Multi-Factor Authentication (MFA) requires users to present two or more factors from different categories: something you know (password), something you have (authenticator app, hardware key), and something you are (biometric). TOTP (Time-Based One-Time Password) per RFC 6238 generates a 6-digit code from a shared secret + Unix timestamp (30-second window); FIDO2/WebAuthn uses public-key cryptography with a hardware authenticator, providing phishing-resistant MFA; and push-based MFA (Duo, Okta Verify) sends a push notification to an enrolled device.

Key Points

  • TOTP algorithm: HOTP(K, T) where T = floor(UnixTime / 30); the server and client independently compute the same HMAC-SHA1 of the shared secret K and time step T — synchronisation tolerance of ±1 step (90 s window) handles clock skew.
  • TOTP vulnerabilities: phishable (attacker in real-time MITM can replay the one-time code within 30 s), SIM-swappable (if TOTP seed is SMS-backed), and subject to social engineering (MFA fatigue attacks via push bombing).
  • FIDO2/WebAuthn: user registers an authenticator (YubiKey, Touch ID, Windows Hello) which generates a key pair — public key stored on server, private key never leaves the device — credential is bound to the origin (RP ID), making it phishing-proof.

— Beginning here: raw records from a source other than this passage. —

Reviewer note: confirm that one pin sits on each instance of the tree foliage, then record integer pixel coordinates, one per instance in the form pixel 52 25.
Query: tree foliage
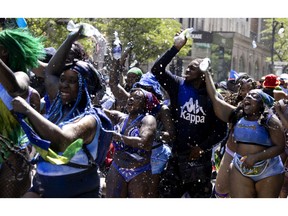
pixel 281 41
pixel 150 36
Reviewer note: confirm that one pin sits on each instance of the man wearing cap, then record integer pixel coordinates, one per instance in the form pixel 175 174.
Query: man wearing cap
pixel 197 128
pixel 271 82
pixel 121 93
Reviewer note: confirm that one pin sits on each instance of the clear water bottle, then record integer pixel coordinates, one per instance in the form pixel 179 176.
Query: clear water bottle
pixel 117 47
pixel 88 30
pixel 205 65
pixel 187 33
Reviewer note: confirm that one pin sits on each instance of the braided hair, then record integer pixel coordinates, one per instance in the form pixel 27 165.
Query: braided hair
pixel 89 84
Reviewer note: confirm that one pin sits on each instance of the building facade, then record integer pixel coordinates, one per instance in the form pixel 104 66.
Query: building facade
pixel 231 43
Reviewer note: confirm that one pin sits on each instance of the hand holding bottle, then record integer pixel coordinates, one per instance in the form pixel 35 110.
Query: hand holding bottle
pixel 181 39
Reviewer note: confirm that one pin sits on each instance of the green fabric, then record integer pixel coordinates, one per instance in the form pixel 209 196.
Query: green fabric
pixel 9 129
pixel 54 158
pixel 24 49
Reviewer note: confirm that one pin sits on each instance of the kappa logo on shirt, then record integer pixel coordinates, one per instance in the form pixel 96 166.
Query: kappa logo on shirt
pixel 192 112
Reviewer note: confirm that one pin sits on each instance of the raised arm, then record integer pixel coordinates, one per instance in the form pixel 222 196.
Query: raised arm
pixel 114 79
pixel 60 138
pixel 57 62
pixel 222 109
pixel 16 84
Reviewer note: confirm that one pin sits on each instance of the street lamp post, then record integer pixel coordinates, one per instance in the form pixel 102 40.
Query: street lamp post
pixel 281 30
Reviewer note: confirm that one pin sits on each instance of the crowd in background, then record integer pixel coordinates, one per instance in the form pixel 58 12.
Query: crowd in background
pixel 66 126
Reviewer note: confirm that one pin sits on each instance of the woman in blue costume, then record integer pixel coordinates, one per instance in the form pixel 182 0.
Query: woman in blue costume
pixel 130 172
pixel 70 119
pixel 256 169
pixel 161 149
pixel 19 52
pixel 221 188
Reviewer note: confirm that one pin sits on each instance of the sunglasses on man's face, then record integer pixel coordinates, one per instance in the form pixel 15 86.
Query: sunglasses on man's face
pixel 193 68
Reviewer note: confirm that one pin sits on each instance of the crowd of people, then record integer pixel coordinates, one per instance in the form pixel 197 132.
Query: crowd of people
pixel 64 127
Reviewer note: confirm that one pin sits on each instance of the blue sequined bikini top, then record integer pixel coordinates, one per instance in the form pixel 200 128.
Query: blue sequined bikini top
pixel 251 132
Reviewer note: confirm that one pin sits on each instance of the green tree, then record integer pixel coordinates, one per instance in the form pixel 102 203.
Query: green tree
pixel 281 41
pixel 150 36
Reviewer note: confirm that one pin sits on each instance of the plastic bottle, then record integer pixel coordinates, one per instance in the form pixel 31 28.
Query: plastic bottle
pixel 205 64
pixel 88 30
pixel 187 33
pixel 117 47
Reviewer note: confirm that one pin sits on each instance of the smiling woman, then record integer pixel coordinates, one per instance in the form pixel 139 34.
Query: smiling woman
pixel 72 129
pixel 257 170
pixel 130 172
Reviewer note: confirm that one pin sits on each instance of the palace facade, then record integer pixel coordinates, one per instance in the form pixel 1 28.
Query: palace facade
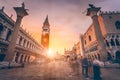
pixel 27 49
pixel 102 38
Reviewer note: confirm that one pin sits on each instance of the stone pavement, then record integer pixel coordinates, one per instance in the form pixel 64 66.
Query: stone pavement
pixel 55 70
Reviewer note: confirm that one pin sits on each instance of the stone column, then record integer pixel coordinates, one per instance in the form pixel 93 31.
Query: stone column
pixel 92 12
pixel 14 57
pixel 19 58
pixel 18 39
pixel 4 33
pixel 21 12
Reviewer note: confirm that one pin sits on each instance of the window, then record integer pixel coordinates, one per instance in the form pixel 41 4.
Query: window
pixel 117 24
pixel 89 38
pixel 1 27
pixel 112 42
pixel 107 43
pixel 85 41
pixel 117 42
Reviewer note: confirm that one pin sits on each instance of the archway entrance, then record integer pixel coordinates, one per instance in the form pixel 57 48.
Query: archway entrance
pixel 109 57
pixel 21 60
pixel 17 56
pixel 117 55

  • Passkeys (FIDO2 with cloud sync): discoverable credentials synced across a user's devices via iCloud Keychain or Google Password Manager — enables passwordless FIDO2 without requiring a physical hardware key.
  • MFA fatigue attack: attacker has stolen credentials and sends repeated push MFA requests hoping the user approves one to stop the notifications — mitigate with number matching (user must enter a code shown on the login page) and rate limiting.

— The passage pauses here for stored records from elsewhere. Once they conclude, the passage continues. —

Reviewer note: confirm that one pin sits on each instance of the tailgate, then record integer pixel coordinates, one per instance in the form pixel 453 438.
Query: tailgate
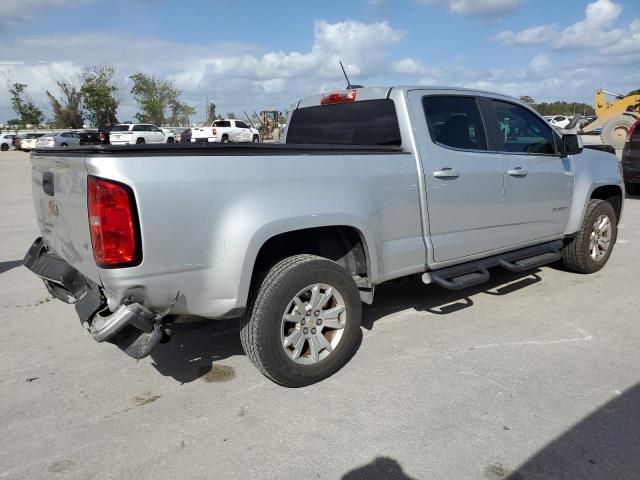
pixel 59 185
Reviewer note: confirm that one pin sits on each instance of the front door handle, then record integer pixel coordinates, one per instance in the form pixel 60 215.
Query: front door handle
pixel 518 172
pixel 446 173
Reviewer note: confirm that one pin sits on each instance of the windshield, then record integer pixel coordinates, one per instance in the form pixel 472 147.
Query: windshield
pixel 370 122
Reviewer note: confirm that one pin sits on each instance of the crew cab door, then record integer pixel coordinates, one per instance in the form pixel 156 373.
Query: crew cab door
pixel 463 178
pixel 538 182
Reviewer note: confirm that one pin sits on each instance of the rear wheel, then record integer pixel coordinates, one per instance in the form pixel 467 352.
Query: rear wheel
pixel 591 248
pixel 304 322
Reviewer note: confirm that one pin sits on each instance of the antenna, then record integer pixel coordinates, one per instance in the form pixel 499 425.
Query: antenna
pixel 349 85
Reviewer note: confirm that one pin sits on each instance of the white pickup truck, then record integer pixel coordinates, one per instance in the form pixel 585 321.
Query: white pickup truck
pixel 139 134
pixel 225 131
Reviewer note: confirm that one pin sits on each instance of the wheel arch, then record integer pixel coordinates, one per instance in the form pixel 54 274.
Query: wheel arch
pixel 347 243
pixel 612 194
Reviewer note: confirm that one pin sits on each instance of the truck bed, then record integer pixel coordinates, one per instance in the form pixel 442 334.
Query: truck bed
pixel 217 149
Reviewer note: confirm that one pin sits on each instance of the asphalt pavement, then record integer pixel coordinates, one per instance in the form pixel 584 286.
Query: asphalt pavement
pixel 532 376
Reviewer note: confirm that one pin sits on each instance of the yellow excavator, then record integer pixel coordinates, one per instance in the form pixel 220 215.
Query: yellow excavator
pixel 614 118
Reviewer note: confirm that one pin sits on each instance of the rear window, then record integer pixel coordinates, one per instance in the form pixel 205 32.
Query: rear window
pixel 369 122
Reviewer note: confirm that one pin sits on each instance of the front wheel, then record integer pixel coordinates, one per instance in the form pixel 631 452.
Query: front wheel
pixel 304 322
pixel 591 248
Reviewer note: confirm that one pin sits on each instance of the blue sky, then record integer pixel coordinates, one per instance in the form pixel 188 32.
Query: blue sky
pixel 248 55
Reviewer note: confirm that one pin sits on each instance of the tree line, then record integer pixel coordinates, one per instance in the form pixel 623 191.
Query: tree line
pixel 94 97
pixel 559 108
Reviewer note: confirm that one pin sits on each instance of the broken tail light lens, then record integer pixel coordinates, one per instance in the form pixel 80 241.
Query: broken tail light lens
pixel 635 127
pixel 113 223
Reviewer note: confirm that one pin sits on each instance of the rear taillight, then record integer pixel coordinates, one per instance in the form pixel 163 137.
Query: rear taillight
pixel 113 224
pixel 635 127
pixel 339 97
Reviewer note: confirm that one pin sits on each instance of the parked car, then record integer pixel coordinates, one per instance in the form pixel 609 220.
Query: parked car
pixel 184 136
pixel 415 182
pixel 103 133
pixel 89 137
pixel 225 131
pixel 631 160
pixel 138 133
pixel 29 141
pixel 6 141
pixel 62 139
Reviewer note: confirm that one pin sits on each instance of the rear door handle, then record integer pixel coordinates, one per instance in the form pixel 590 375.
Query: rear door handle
pixel 446 173
pixel 518 172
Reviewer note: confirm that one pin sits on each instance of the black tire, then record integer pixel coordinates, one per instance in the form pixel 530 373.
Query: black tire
pixel 261 325
pixel 632 188
pixel 615 131
pixel 576 255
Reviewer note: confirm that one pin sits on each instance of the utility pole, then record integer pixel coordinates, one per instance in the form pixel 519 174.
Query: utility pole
pixel 206 110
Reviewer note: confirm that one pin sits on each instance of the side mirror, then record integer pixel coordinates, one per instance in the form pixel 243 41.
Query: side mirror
pixel 571 145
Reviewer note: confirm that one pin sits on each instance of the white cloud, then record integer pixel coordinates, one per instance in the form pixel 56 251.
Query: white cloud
pixel 529 36
pixel 482 8
pixel 15 12
pixel 596 32
pixel 235 76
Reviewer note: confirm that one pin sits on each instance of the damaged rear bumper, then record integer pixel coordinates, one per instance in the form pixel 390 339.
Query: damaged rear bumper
pixel 132 327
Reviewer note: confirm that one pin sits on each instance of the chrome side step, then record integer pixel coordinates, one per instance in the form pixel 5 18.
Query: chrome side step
pixel 477 272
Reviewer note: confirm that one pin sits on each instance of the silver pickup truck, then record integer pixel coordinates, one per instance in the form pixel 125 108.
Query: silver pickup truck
pixel 372 184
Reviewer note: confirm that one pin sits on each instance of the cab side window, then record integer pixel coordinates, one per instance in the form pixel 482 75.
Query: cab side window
pixel 455 122
pixel 521 131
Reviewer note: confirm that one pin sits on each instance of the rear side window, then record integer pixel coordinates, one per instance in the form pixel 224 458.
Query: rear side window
pixel 521 130
pixel 455 122
pixel 368 122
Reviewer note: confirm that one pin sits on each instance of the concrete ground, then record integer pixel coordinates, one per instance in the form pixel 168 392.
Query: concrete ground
pixel 529 377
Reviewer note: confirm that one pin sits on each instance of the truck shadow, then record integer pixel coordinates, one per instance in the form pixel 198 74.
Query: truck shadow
pixel 382 468
pixel 411 293
pixel 196 349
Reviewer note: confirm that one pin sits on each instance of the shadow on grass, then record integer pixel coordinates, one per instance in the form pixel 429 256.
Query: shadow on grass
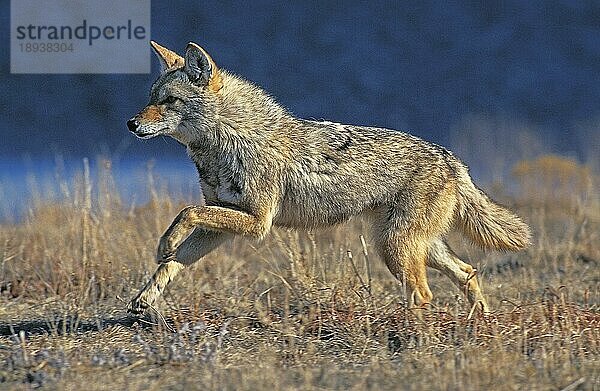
pixel 65 325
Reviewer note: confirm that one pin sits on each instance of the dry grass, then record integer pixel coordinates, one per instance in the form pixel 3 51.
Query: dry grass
pixel 300 311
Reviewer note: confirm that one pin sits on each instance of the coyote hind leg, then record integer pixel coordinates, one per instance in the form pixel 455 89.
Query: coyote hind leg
pixel 462 274
pixel 406 261
pixel 197 245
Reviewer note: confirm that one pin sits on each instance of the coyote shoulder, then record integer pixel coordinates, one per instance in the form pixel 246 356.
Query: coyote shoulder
pixel 259 167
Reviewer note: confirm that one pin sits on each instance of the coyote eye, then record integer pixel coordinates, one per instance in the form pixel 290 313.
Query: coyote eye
pixel 170 100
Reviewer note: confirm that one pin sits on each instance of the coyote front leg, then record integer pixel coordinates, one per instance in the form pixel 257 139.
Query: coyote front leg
pixel 213 225
pixel 213 218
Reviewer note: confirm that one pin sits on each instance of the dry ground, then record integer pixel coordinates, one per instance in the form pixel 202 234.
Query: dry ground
pixel 301 310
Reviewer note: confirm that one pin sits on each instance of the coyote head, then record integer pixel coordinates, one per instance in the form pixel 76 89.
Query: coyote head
pixel 183 99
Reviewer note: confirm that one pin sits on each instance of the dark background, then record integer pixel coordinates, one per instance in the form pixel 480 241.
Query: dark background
pixel 469 73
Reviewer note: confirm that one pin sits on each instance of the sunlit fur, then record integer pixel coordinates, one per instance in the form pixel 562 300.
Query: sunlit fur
pixel 260 166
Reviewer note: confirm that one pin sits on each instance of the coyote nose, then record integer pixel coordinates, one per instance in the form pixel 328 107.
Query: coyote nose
pixel 133 124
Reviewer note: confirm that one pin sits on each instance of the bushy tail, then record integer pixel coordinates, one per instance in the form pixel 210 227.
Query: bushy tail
pixel 487 223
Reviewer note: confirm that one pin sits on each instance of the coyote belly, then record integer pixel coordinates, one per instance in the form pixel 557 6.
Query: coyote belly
pixel 261 167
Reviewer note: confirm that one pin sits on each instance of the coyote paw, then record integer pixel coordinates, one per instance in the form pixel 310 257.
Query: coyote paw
pixel 165 252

  • SMS-based OTP is deprecated by NIST SP 800-63B due to SIM swap and SS7 interception vulnerabilities — migrate enterprise users to TOTP apps (Google Authenticator, Authy) or FIDO2 keys.
  • Conditional Access (Entra ID, Okta) can require step-up MFA based on risk signals: unfamiliar location, new device, impossible travel, admin role action — balancing friction with risk.

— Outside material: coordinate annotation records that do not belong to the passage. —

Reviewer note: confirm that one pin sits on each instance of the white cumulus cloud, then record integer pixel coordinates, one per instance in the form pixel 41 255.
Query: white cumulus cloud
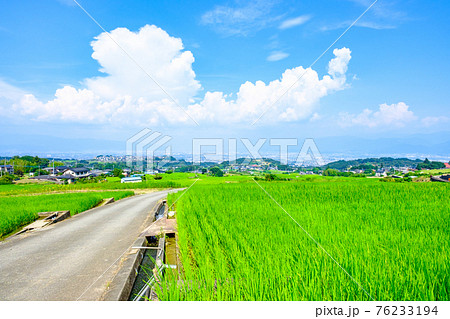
pixel 397 115
pixel 126 95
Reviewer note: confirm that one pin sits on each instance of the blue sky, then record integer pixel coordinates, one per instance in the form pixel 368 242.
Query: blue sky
pixel 389 78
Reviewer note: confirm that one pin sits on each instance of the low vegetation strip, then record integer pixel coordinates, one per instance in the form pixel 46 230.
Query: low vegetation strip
pixel 237 244
pixel 18 211
pixel 7 190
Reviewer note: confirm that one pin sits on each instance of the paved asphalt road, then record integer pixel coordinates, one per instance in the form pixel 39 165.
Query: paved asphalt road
pixel 61 261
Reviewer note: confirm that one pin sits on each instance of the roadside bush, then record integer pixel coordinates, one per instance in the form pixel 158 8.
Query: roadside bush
pixel 6 179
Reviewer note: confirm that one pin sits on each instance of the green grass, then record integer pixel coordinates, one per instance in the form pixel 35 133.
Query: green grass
pixel 237 244
pixel 23 189
pixel 17 211
pixel 436 171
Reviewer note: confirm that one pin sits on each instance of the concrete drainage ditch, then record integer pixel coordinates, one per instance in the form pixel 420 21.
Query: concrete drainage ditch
pixel 146 263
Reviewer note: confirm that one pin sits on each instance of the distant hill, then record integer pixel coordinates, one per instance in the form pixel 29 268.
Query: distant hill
pixel 376 162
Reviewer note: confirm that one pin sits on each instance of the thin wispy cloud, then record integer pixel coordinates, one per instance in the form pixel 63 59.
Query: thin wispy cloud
pixel 240 19
pixel 361 24
pixel 277 56
pixel 382 16
pixel 290 23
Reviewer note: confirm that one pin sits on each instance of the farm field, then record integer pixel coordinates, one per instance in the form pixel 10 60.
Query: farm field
pixel 17 211
pixel 436 171
pixel 238 244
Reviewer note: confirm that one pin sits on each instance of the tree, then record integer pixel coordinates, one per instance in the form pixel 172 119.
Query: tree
pixel 215 171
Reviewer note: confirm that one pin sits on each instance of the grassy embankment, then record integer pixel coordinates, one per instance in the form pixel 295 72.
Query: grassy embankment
pixel 17 211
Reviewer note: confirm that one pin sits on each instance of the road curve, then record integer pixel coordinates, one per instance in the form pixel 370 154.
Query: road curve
pixel 63 261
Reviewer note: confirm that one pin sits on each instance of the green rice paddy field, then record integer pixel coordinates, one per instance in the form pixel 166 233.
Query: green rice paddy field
pixel 236 243
pixel 17 211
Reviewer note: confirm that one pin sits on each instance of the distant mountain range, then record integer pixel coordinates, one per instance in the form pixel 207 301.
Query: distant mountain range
pixel 434 146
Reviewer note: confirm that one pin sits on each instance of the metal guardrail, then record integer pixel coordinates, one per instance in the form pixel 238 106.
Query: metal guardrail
pixel 145 290
pixel 159 263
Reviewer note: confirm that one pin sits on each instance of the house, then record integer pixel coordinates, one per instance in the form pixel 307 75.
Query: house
pixel 55 170
pixel 7 169
pixel 50 170
pixel 60 169
pixel 126 172
pixel 131 180
pixel 78 172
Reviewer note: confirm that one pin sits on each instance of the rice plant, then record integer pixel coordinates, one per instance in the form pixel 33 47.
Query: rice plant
pixel 237 244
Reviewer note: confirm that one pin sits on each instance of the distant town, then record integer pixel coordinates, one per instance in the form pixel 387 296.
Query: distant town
pixel 23 169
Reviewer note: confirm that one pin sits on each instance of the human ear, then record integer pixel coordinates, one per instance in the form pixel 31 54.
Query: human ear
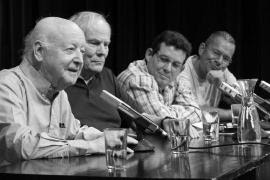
pixel 202 48
pixel 148 54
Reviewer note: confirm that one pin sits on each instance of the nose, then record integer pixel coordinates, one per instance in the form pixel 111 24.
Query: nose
pixel 219 60
pixel 78 60
pixel 168 67
pixel 101 50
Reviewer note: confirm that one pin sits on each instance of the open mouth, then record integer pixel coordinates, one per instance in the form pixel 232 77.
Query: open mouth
pixel 73 70
pixel 164 77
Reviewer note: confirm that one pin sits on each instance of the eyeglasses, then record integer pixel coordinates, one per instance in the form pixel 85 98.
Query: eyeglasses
pixel 68 50
pixel 217 54
pixel 166 60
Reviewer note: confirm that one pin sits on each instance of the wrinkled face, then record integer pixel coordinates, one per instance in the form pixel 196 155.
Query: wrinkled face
pixel 63 59
pixel 165 64
pixel 217 55
pixel 97 48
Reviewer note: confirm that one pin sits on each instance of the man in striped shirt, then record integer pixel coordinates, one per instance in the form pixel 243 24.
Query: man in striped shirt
pixel 151 81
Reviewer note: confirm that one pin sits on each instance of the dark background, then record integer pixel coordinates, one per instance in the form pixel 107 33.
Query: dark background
pixel 136 22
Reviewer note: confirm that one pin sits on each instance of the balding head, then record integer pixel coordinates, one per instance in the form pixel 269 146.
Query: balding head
pixel 55 48
pixel 50 30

  • Hardware security keys (YubiKey 5, Google Titan): support FIDO2 (WebAuthn), PIV (smart card), OATH-TOTP, and OpenPGP on a single device — recommended for privileged accounts (cloud admin, root, executive).

Real-World Example

Google mandated FIDO2 hardware security keys for all 85,000+ employees in 2017 — reporting zero successful phishing account takeovers since deployment, compared to frequent TOTP-based phishing attempts prior to rollout.